Touchpoint credential — "which app is calling?"
Two headers, present on every /api/v1/* call:
| Header | Meaning |
|---|---|
X-Touchpoint-Code | Public identifier of your touchpoint. |
X-Touchpoint-Key | Secret paired with the code. Shown once at creation time — store it server-side. |
A missing, wrong, or disabled credential returns 401 TOUCHPOINT_UNAUTHORIZED before anything
else is evaluated. There is no separate "resolve my touchpoint" call — every operation validates
the credential inline as part of doing its job.
Some endpoints — the ISO-3166 reference data — need only the touchpoint credential, no logged-in consumer, because the data is pre-auth (a registration form needs to show countries before an account exists).
Customer JWT — "which consumer is calling?"
Returned by register, register/complete, login, and identify as a token field. Attach it
as a bearer token on any customer-scoped call:
Authorization: Bearer <token>
Required on:
GET/PATCH /api/v1/me(self-service profile)POST /api/v1/verifications/{channel}/requestand/confirmPOST /api/v1/password/changePOST /api/v1/logout
A missing, invalid, or expired JWT returns 401 UNAUTHENTICATED — distinct from
TOUCHPOINT_UNAUTHORIZED. Both the touchpoint credential and the Customer JWT are required
together on these calls; the touchpoint credential is never optional.

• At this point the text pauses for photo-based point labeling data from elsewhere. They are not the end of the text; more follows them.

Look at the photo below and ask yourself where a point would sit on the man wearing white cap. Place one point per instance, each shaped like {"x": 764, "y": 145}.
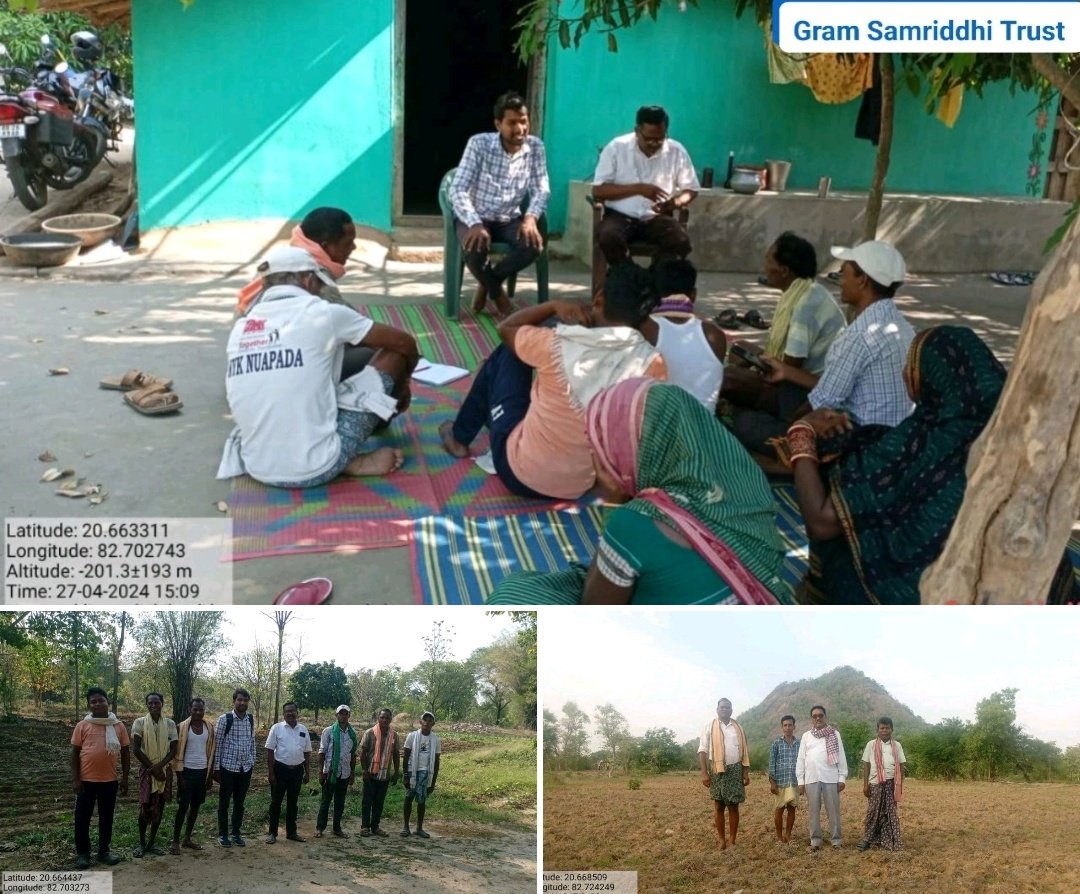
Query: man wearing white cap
{"x": 864, "y": 367}
{"x": 296, "y": 427}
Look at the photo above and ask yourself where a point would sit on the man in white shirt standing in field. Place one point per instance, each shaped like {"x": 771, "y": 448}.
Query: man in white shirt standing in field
{"x": 421, "y": 753}
{"x": 821, "y": 770}
{"x": 288, "y": 748}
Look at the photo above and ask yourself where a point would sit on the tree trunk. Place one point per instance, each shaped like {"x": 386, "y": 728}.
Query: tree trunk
{"x": 1023, "y": 490}
{"x": 876, "y": 195}
{"x": 1064, "y": 82}
{"x": 116, "y": 665}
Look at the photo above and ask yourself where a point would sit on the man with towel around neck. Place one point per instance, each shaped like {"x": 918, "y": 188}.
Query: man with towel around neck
{"x": 725, "y": 769}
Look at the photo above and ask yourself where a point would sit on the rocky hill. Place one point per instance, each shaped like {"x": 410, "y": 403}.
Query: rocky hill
{"x": 848, "y": 694}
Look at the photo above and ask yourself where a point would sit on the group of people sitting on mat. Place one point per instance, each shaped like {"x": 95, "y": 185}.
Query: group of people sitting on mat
{"x": 636, "y": 395}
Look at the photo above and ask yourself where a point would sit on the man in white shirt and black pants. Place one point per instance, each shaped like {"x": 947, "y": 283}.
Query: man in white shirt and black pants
{"x": 421, "y": 753}
{"x": 643, "y": 177}
{"x": 288, "y": 746}
{"x": 821, "y": 770}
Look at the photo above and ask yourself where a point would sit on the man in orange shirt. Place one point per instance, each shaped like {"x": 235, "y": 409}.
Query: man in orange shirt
{"x": 96, "y": 741}
{"x": 537, "y": 424}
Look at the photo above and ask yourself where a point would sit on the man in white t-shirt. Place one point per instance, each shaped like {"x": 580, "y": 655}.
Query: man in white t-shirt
{"x": 193, "y": 766}
{"x": 643, "y": 177}
{"x": 288, "y": 748}
{"x": 822, "y": 770}
{"x": 296, "y": 427}
{"x": 883, "y": 767}
{"x": 421, "y": 753}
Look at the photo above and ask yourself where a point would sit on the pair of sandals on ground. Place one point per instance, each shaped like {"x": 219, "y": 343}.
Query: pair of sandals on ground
{"x": 150, "y": 395}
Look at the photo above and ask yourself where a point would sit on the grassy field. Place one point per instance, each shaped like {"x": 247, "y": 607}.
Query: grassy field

The consumer's identity always comes from the JWT's sub claim — never from anything you put in
the request body. Trying to act on another customer's data via a client-supplied id has no effect;
the identity is always the token's own.
Why two credentials, not one
The touchpoint credential lets Thalamus Lite apply per-app rate limits and (via API Gateway usage plans) throttling, regardless of whether anyone is logged in. The Customer JWT is short-lived and scoped to one consumer session. A single combined credential couldn't express "an app with no logged-in user yet" (registration, pre-auth reference data) as cleanly.

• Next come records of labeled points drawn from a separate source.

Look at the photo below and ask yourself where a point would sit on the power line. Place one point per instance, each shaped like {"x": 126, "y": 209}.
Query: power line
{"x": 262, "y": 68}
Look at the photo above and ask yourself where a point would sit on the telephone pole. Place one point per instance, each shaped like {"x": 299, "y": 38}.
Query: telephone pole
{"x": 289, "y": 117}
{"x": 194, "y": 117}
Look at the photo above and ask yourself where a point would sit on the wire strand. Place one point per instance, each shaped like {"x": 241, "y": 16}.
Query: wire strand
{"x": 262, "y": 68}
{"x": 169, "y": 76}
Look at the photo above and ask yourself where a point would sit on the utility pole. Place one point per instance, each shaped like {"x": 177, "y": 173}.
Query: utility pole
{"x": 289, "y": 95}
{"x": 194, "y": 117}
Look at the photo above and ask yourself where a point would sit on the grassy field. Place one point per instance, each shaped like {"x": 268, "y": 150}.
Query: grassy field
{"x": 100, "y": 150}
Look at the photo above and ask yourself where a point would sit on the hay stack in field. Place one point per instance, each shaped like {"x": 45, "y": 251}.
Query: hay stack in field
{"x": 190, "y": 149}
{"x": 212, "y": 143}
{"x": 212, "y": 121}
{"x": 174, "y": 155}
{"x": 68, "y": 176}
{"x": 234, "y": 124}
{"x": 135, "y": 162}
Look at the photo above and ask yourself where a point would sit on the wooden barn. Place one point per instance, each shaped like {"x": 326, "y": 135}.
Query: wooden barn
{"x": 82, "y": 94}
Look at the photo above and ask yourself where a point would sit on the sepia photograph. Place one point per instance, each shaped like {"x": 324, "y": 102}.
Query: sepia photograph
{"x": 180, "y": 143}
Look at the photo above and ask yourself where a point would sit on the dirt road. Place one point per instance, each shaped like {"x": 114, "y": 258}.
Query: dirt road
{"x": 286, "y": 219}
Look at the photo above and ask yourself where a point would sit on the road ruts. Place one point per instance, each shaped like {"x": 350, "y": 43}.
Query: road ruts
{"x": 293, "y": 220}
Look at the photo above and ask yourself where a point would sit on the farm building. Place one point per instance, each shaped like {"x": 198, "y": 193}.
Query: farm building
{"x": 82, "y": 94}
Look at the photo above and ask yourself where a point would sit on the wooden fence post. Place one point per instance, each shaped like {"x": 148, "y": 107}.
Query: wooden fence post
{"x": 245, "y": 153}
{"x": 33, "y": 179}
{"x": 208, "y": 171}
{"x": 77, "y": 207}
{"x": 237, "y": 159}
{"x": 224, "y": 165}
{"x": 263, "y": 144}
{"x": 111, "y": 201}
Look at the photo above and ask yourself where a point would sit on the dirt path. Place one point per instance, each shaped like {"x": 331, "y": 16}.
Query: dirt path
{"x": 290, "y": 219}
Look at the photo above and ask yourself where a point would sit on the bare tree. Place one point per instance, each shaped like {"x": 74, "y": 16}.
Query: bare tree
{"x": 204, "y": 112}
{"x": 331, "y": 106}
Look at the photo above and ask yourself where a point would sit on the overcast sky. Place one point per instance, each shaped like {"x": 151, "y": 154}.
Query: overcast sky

Password vs one-time-code touchpoints
A touchpoint is configured (by the Business) with an authentication mode:
- PASSWORD —
register/register/completebodies carry apassword;loginrequiresidentifier+password. - One-time code — no password is stored. (One caveat today: OTP login itself is a reserved seam — see the Roadmap — so a one-time-code touchpoint can register consumers but they can't yet log back in a second time through this API.)
Your touchpoint's mode is fixed by configuration — you don't choose it per-request.